The vivid local flavor is easily demonstrated by means of a few quotations from the book:

— “The men of Jefferson Davis Parish, Louisiana, did not attend counseling, aromatherapy or reiki sessions: they either attended Bible study or imbibed, and that was just the way things were.”

— “Lines of snow geese and red-winged blackbirds poured from the clouds onto islands of maiden cane, black willows and water tupelos.”

— “Kip was particularly partial to a quaint little fishing camp his paw-paw Douglas had nicknamed Valhalla. The beloved escape was nestled upon a shell chenier sprinkled with old gnarled oaks that whispered ancient secrets through their dripping beards of Spanish moss.”
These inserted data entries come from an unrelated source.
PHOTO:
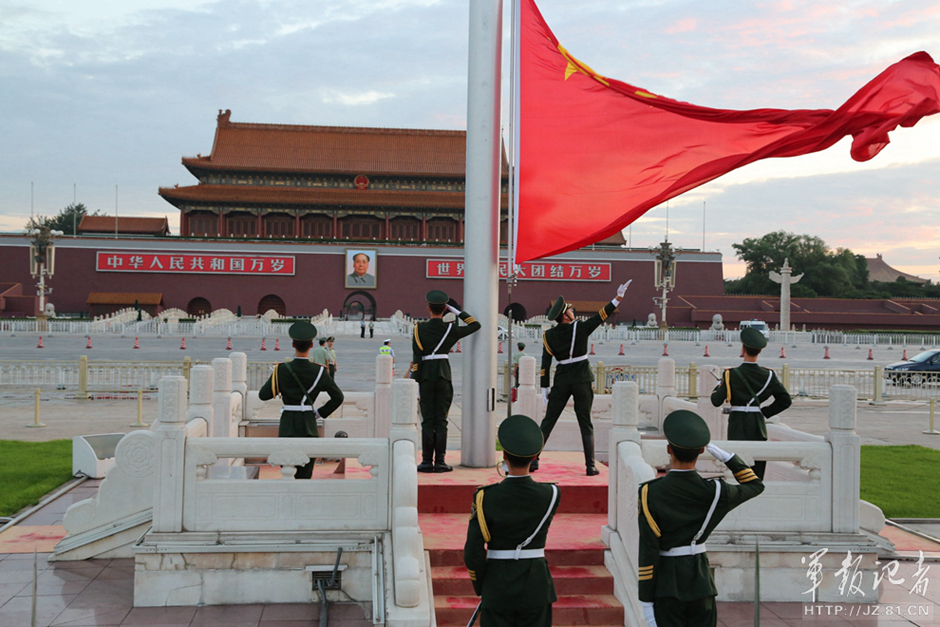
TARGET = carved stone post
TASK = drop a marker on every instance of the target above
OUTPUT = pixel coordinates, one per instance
(240, 379)
(383, 396)
(200, 393)
(626, 397)
(528, 401)
(404, 411)
(170, 444)
(665, 386)
(846, 459)
(222, 399)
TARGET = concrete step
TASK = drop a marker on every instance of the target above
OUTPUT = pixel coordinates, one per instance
(454, 581)
(595, 610)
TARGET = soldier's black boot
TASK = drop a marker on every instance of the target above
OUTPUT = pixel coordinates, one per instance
(427, 452)
(440, 450)
(587, 440)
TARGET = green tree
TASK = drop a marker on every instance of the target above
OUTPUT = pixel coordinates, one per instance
(838, 273)
(66, 220)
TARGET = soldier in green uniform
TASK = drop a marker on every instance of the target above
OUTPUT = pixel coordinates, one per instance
(676, 514)
(745, 388)
(321, 354)
(298, 382)
(430, 367)
(331, 353)
(568, 343)
(512, 518)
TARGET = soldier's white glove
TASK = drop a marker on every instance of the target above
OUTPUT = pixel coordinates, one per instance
(621, 291)
(719, 454)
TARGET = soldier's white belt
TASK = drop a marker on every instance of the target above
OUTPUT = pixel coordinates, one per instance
(679, 551)
(515, 554)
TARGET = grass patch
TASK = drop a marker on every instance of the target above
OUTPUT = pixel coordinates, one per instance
(30, 470)
(902, 480)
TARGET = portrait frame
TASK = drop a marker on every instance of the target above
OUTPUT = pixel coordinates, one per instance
(351, 279)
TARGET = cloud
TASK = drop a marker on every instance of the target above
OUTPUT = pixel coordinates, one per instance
(332, 96)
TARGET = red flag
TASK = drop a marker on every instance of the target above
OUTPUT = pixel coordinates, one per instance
(595, 154)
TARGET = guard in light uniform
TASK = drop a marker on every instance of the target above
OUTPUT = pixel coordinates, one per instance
(430, 367)
(512, 519)
(745, 388)
(676, 514)
(298, 382)
(568, 343)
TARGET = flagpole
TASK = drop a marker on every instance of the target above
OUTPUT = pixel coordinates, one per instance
(483, 194)
(512, 233)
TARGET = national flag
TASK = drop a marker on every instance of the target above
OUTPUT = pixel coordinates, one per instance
(594, 154)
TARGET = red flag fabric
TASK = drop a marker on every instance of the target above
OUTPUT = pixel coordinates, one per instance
(595, 154)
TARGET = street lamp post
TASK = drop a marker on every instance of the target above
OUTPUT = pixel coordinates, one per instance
(42, 262)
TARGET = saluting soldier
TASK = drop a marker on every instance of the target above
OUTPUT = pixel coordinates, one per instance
(430, 367)
(568, 344)
(676, 514)
(745, 388)
(298, 382)
(512, 519)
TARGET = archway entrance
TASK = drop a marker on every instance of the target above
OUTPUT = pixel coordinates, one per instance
(359, 305)
(198, 307)
(272, 301)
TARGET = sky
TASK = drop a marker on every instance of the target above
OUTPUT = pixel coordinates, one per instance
(100, 99)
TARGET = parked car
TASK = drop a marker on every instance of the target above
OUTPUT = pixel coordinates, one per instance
(760, 325)
(922, 367)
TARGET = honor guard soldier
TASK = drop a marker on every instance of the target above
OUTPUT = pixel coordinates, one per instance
(745, 388)
(512, 518)
(430, 367)
(568, 343)
(298, 382)
(676, 514)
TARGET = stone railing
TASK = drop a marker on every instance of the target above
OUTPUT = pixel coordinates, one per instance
(223, 541)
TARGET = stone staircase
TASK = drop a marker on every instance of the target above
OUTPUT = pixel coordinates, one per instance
(574, 549)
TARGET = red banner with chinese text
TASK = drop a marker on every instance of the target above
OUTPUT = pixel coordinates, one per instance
(537, 271)
(190, 263)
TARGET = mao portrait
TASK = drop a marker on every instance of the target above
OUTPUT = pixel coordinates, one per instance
(360, 268)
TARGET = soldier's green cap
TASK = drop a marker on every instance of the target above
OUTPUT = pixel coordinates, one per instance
(752, 338)
(437, 297)
(686, 429)
(520, 436)
(558, 308)
(302, 331)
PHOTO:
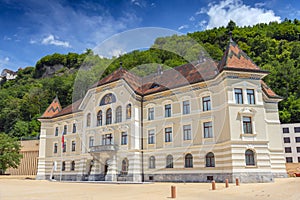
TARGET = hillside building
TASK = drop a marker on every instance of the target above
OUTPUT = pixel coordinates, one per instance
(192, 123)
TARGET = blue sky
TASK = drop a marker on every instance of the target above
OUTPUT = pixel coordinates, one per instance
(31, 29)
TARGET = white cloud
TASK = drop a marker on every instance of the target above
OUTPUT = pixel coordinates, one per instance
(202, 11)
(243, 15)
(86, 27)
(192, 18)
(32, 41)
(183, 27)
(259, 4)
(139, 3)
(51, 40)
(6, 38)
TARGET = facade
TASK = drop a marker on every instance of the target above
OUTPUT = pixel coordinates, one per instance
(29, 162)
(192, 123)
(291, 142)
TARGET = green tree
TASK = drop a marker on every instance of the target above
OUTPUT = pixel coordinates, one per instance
(9, 153)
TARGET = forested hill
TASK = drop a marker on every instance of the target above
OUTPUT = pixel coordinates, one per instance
(274, 47)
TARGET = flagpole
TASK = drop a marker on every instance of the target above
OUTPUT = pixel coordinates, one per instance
(61, 151)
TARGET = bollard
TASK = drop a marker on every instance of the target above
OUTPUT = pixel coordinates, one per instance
(213, 185)
(237, 182)
(173, 191)
(226, 183)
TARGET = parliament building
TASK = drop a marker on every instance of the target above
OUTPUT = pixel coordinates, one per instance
(193, 123)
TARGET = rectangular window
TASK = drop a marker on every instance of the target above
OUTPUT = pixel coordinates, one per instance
(247, 125)
(150, 113)
(288, 150)
(168, 110)
(151, 137)
(187, 135)
(297, 129)
(65, 129)
(289, 159)
(124, 138)
(107, 139)
(56, 131)
(250, 96)
(207, 128)
(168, 134)
(186, 107)
(65, 147)
(73, 145)
(206, 103)
(286, 140)
(285, 130)
(91, 141)
(238, 93)
(74, 128)
(55, 148)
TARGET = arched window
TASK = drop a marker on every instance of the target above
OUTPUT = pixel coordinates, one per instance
(108, 116)
(119, 114)
(63, 166)
(72, 165)
(169, 160)
(210, 159)
(99, 118)
(188, 161)
(128, 111)
(124, 167)
(249, 157)
(152, 162)
(88, 120)
(108, 99)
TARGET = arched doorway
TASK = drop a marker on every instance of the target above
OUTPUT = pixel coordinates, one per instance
(106, 167)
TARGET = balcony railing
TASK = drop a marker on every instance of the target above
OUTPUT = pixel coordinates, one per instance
(101, 148)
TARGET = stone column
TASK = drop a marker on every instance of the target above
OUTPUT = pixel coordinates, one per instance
(112, 170)
(41, 173)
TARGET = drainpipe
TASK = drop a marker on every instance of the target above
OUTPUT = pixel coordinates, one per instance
(142, 140)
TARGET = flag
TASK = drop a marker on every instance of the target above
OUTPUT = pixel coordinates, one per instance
(62, 141)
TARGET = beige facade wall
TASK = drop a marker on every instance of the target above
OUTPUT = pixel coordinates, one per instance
(29, 162)
(227, 142)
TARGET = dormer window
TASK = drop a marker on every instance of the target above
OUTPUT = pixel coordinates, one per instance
(154, 85)
(108, 99)
(238, 93)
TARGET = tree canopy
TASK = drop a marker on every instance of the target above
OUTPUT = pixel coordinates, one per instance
(274, 47)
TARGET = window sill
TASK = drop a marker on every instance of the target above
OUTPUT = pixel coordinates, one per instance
(248, 135)
(251, 166)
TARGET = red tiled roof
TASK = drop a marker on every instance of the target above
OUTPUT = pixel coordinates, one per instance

Part of the book’s local color comes from the many country sayings sprinkled throughout the text. Here’s a sampling:

— “harder than woodpecker lips”

— “as slow as a box turtle on a block of ice”

­— “as mean as a chicken-fed chicken”

— “whiter than the north side of an egret’s poo”

— “thick as stolen milkshakes”

— “a country mile on the back of a two-legged hound dog.”

I don’t know whether Johnson made any of these up. But for this reader, they’re perfect parallels for the country sayings he heard growing up in southeast Tennessee.

An Exciting Whodunit And A Fascinating Bad Boy

So, in summary, there are a number of good reasons to read The Sound of Southern Rainbows. First, it provides an exciting whodunit that’s just complicated enough to be intriguing. (For once, I managed to figure out who the culprit was before I got to the end. I mentioned this to Johnson, and he said he wanted to give readers an opportunity to exercise their own investigative abilities. Good idea.)

Second, if you want to read about a character who thinks like a French existentialist; has the tough, don’t-give-a-damn swagger of a Robert Mitchum character; and jokes like Dane Cook, you’ll want to follow the character development of Johnson’s detective Kip.

Finally, you can get a vivid and crystal clear picture of how life is lived and conversation is conducted in the Louisiana parishes near the Gulf coast. Whether you’re a native, a transplant or a newcomer, you will be pleased.

Notes On The Author, Jace Johnson

Jace Douglas Johnson is a native of Lake Charles, and a graduate of St. Louis Catholic High School.


His bucolic writing style, inspired by his love for Louisiana, has drawn comparisons to the works of William Faulkner and Harper Lee.

Johnson’s imagination is inspired by a childhood of hand-lining blue crabs in the marsh canals, tossing beetle spins for chinquapin in the bayous, hunting mallards in the marais and dangling from ancient live oaks on antediluvian cheniers.

His love for soccer led him to success at the collegiate level in California, where he graduated from Claremont McKenna College. He remained in the Los Angeles area, immersing himself in the world of writing and filmmaking for 20 years.

He is best known for co-writing and producing the film Little Chenier: A Cajun Story, which was based on his novel Little Chenier, Les Jours De Pemon.

He currently resides in New Orleans.

Writing about Kip Montet, the protagonist of his new novel The Sound of Southern Rainbows, Johnson states, “his paternal martyrdom is sealed as he places the salvation of his daughter’s soul above his own — the path to her killer leading to un-heavenly gods.”

He feels that his recent work “can be most accurately described as Southern Gothic.”